= Valley and range sequence-Southern Yuma County =

Landform in Arizona, United States

2-representative valleys between Block-faulted mountain ranges-(cross-section).

The Valley and range sequence-Southern Yuma County is a 3-Valley sequence of NW–by–SE trending block faulted valleys and mountains.

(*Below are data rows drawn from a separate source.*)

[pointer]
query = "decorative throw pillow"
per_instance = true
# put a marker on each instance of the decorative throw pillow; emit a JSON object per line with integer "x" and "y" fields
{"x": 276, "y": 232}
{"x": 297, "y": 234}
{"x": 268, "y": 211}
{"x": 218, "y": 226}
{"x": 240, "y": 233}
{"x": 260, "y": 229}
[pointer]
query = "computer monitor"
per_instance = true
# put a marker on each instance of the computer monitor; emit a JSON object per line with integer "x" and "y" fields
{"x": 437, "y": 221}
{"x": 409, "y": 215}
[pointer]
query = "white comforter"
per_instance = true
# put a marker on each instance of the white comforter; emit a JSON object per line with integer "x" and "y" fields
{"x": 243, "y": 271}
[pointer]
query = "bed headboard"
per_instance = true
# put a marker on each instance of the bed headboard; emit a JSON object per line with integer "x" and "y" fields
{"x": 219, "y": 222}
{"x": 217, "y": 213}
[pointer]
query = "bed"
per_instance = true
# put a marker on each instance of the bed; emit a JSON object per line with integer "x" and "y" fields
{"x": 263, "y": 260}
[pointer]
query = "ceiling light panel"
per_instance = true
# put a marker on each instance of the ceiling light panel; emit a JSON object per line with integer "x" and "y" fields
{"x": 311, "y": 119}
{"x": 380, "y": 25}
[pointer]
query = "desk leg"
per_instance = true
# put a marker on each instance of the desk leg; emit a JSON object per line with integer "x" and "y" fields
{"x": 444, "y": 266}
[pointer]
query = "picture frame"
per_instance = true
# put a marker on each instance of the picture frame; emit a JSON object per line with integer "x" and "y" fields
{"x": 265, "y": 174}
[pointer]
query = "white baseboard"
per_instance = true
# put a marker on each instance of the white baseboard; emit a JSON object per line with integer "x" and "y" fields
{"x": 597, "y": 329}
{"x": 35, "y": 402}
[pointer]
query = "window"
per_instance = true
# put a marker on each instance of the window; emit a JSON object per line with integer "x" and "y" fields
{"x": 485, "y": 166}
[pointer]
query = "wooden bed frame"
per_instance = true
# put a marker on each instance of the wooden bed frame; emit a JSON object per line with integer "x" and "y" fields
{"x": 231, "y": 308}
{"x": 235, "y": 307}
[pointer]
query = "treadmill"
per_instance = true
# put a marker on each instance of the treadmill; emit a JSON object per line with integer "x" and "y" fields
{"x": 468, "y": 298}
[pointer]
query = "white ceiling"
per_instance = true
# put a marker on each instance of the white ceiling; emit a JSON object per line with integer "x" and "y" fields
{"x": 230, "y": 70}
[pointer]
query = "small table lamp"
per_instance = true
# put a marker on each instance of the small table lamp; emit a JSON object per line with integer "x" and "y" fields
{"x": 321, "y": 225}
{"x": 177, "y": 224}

About eleven major mountain ranges connect to each other in four, (mostly parallel), mountain sequences.

This regional parallel valley-mountain sequence ends at the Gila River valley at the north; to the south, it extends to the Gran Desierto de Altar of northwestern Mexico; the sequence is a remnant of the Basin and Range system.

==List of valleys==
- Coyote Wash and Lechuguilla Desert
- Mohawk Valley (Arizona)
- San Cristobal Valley

==Table of mountain ranges==
The three valleys lay mostly between these perimeter mountain sequences.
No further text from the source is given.